Mesmo estando a produção musical polifônica vinculada ao poder sócio-político-econômico da
Igreja, a polifonia de Messe de Nostre Dame deixa transparecer a ideologia inerente à sua estrutura
composicional. A sua força e o potencial transformador e revolucionário, contudo, apenas se
consumarão séculos mais tarde, com o acvento da ciência moderna e seu método empírico.
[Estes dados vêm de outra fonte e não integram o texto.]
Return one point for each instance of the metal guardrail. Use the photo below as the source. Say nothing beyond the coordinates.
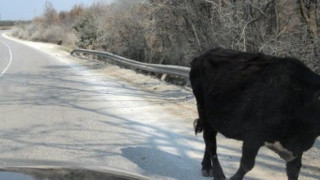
(155, 68)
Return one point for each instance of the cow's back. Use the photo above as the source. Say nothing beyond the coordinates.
(245, 92)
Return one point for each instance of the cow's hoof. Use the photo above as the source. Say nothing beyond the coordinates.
(207, 172)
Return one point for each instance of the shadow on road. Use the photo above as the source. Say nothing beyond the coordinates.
(177, 150)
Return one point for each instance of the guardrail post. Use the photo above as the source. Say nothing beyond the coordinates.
(163, 77)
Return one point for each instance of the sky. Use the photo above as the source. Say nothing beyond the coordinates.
(27, 9)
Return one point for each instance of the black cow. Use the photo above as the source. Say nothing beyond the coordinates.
(259, 99)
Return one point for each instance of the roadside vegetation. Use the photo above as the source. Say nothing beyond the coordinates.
(176, 31)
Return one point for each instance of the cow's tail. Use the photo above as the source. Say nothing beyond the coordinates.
(197, 124)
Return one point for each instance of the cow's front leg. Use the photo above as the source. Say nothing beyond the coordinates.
(210, 162)
(249, 152)
(293, 168)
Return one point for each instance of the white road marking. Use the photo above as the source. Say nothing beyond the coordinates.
(10, 60)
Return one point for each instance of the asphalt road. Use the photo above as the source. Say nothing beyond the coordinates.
(52, 110)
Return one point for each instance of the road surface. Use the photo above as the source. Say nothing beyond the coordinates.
(53, 109)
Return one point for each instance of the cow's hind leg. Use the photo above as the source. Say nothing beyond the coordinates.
(293, 168)
(249, 152)
(210, 162)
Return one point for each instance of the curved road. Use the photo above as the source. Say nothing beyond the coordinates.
(52, 110)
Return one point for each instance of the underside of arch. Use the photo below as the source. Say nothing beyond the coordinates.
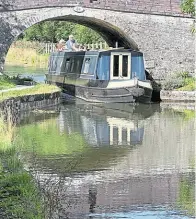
(110, 33)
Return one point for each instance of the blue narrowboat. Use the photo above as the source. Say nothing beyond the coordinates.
(110, 76)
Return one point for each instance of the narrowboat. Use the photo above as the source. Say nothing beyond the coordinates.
(109, 76)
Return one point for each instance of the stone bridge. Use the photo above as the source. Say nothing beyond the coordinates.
(158, 28)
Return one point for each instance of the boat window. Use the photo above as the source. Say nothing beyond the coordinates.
(67, 65)
(116, 66)
(86, 65)
(72, 65)
(125, 66)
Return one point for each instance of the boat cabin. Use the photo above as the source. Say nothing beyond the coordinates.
(115, 64)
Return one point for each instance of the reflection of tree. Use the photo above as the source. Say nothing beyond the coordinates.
(186, 200)
(92, 198)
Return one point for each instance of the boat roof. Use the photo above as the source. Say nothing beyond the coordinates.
(98, 52)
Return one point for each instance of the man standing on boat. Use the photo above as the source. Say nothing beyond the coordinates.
(60, 46)
(70, 44)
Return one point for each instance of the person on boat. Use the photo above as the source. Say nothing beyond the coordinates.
(71, 44)
(61, 45)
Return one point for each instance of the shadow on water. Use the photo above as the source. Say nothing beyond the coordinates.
(111, 161)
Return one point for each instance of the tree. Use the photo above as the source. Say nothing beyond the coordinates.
(53, 31)
(188, 6)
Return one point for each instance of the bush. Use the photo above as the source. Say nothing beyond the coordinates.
(180, 80)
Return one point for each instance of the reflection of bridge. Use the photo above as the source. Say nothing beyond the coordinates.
(100, 129)
(150, 174)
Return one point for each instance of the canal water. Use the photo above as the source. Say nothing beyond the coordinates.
(112, 161)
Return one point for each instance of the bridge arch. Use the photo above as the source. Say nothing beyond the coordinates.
(107, 28)
(166, 41)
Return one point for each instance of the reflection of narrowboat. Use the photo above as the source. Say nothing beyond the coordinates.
(116, 75)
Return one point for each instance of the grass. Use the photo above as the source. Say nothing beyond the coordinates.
(181, 81)
(26, 57)
(6, 83)
(189, 85)
(37, 89)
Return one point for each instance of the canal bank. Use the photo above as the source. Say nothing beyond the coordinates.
(15, 100)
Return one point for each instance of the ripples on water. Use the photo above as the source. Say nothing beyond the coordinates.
(113, 161)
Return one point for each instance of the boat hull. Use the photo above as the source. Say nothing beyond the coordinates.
(105, 95)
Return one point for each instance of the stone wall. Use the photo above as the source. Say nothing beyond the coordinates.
(13, 107)
(165, 7)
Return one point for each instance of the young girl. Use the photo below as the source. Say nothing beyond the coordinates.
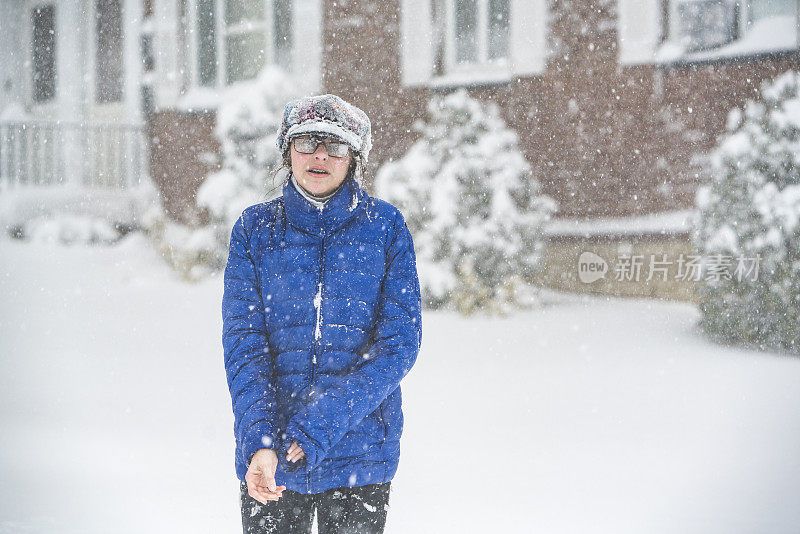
(321, 320)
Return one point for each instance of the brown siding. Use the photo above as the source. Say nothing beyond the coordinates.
(177, 142)
(603, 139)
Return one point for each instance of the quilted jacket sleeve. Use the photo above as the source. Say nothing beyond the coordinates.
(396, 341)
(248, 363)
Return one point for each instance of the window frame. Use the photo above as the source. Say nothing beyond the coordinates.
(483, 69)
(743, 27)
(223, 31)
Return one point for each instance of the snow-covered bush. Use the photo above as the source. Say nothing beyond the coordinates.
(472, 204)
(248, 119)
(749, 216)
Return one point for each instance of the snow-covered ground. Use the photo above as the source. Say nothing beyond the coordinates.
(588, 415)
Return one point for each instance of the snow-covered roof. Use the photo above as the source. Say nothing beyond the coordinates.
(664, 223)
(771, 34)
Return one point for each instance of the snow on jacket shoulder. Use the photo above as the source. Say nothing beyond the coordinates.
(321, 320)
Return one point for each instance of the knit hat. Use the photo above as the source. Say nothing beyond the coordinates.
(329, 115)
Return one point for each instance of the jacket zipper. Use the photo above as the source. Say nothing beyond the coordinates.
(317, 326)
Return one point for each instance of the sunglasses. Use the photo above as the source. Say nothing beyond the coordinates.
(308, 144)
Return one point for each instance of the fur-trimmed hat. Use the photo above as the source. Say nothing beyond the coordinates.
(329, 115)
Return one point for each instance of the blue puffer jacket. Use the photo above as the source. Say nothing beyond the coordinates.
(321, 319)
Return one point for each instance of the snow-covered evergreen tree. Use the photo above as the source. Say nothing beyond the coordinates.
(751, 209)
(248, 119)
(472, 205)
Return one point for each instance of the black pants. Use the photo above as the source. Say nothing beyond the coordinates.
(360, 510)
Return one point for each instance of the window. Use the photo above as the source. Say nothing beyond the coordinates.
(469, 33)
(44, 53)
(234, 39)
(108, 51)
(704, 24)
(738, 25)
(456, 43)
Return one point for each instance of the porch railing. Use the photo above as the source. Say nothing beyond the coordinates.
(41, 153)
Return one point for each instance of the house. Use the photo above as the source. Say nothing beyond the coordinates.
(615, 101)
(71, 120)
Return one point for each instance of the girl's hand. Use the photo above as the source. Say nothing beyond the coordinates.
(260, 477)
(295, 453)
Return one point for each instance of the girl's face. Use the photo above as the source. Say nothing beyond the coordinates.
(319, 173)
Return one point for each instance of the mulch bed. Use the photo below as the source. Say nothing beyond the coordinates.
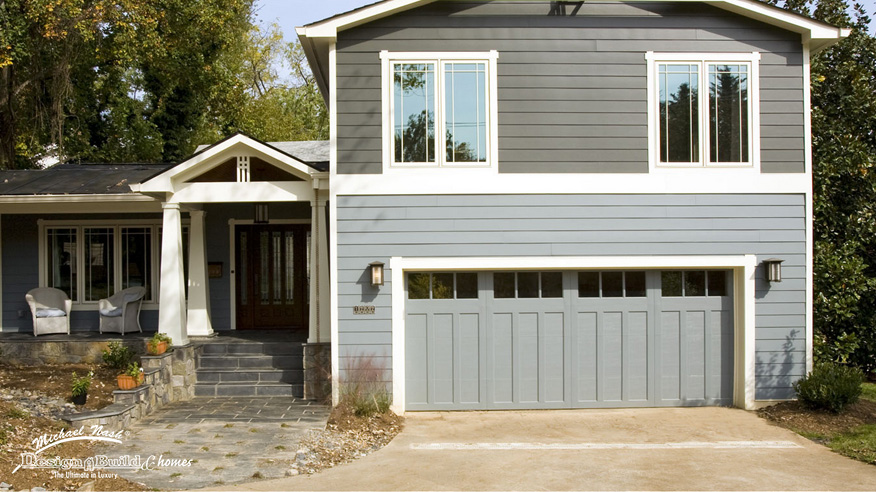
(795, 416)
(55, 380)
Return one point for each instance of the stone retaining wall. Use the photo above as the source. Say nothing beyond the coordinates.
(168, 377)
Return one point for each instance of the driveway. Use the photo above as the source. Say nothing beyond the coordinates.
(642, 449)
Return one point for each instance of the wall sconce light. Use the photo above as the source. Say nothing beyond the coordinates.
(774, 269)
(376, 273)
(261, 213)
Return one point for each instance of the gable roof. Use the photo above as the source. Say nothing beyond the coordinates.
(317, 37)
(210, 156)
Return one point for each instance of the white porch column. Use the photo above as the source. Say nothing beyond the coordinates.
(320, 321)
(198, 314)
(172, 298)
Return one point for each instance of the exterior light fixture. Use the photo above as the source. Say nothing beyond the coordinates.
(774, 269)
(376, 273)
(261, 213)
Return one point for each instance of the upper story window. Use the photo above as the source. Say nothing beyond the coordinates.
(439, 109)
(704, 109)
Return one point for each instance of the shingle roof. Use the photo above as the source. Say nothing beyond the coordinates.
(78, 179)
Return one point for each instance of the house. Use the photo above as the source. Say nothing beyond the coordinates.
(611, 181)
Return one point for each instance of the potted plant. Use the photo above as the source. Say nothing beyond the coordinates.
(131, 378)
(158, 344)
(80, 387)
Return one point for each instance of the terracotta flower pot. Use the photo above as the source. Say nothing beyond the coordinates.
(156, 348)
(127, 382)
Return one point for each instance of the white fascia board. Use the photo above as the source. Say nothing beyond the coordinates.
(164, 183)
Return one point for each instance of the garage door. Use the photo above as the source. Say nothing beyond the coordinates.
(588, 339)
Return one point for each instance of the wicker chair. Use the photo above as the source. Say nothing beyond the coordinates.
(50, 308)
(120, 313)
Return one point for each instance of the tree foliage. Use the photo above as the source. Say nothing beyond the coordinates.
(844, 175)
(144, 80)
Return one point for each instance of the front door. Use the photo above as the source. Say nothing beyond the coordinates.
(272, 276)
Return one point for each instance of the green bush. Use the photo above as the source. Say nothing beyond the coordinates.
(117, 356)
(830, 387)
Para aqueles que julgam ser a arte da música apenas uma mera diversão ou um mero passatempo -
ou, ainda, um empreendimento humano carente de significações transformadoras da realidade - têm,
no exemplo da obra analisada, a mais expressiva demonstração de que a música está
significativamente qualificada a operar profundas transformações, não apenas a nível estético e/ou
artístico, mas em áreas do conhecimento que aparentemente não possuem relação direta com seus
procedimentos específicos.
Vale reforçar que o presente trabalho, fruto de várias leituras e várias pesquisas na internet, com
visitas a inúmeros sites, é de fundamental importância no que concerne a novas percepções não
apenas na estética musical mas no contexto histórico subtendido e analisado por pesquisadores de
outras áreas de conhecimento, que contribuiu para ampliação de nossos conhecimentos, validando
que é sendo sempre proveitoso este tipo de avaliação que proporciona não apenas as trocas de
experiências em grupo, como também, aumento da leitura, crescimento de informação, comparação
das informações e por fim, com a aprendizagem que é o nosso objetivo.